Pouring my morning coffee into a to go cup, I head toward the door. “I have no idea. I just need to talk to her.”

***

I manage to find my way back to Delilah’s, which is a feat, considering I’ve only been there once and my propensity for getting lost. She looks exhausted and stressed, although after hearing Vinny talk about her, I’m grateful that she seems to be sober.

“Can I come in?”

“Of course, is everything okay?” Stepping aside, Delilah looks past me, expecting someone to be with me.

“Everything’s fine. Well, no. That’s not true. Everything isn’t fine. Vinny is fine. Well, I mean he isn’t hurt or anything,” I stammer. Nice job playing it cool, Olivia, real cool. I mentally roll my eyes at myself.

“I know what you mean.” Her shoulders slump in defeat. “He was here earlier.”

Jesus, I hadn’t even thought of that. What if I’d come by and he was here, or walked in while I was sitting talking to his mother? I’m not even sure why I’ve come…there’s no way I could have explained myself to him. Surely he’d think I was working, trying to glam more for my story.

“Is he upset?”

“Angry. He’s very angry.” Tears well up in her eyes. “All I’ve ever done to that boy was let him down. I just know I’m going to lose him for what I’ve gotten him into this time.”

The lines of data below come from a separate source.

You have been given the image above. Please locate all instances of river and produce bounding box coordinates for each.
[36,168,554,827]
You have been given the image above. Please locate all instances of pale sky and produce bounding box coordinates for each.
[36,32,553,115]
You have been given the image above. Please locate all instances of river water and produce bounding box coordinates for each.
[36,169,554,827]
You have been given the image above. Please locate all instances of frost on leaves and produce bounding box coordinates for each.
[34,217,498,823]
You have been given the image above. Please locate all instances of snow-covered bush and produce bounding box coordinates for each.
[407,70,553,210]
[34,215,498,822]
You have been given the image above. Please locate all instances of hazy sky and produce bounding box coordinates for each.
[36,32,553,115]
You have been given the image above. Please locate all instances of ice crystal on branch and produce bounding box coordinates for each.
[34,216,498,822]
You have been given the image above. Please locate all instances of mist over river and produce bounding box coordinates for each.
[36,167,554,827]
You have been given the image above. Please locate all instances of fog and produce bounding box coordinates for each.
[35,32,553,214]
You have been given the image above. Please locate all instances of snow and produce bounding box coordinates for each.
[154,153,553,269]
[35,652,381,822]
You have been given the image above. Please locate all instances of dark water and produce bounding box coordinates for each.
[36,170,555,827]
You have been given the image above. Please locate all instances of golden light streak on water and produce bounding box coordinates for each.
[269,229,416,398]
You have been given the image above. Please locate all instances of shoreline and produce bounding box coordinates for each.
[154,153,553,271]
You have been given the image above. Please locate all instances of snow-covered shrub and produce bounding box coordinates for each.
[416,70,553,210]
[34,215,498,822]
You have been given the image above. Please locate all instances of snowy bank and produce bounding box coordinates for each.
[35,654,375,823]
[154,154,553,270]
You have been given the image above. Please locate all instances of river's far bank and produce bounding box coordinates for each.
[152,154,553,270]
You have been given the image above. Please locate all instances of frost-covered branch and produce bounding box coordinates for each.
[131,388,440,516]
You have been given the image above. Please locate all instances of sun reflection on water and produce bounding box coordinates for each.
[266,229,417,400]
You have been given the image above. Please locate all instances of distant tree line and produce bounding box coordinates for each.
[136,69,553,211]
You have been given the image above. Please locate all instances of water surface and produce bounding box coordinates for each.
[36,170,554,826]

“I’m afraid I’ve lost him already.” I look at his frail mother. Time has not been kind. She looks older than her years, not healthy, way too thin. We come from different places, yet the two of us have a bond in the moment. Two women, loving and hurting the same man. A lone tear falls, I don’t have the energy to even try to stop it. I’m just so emotionally drained.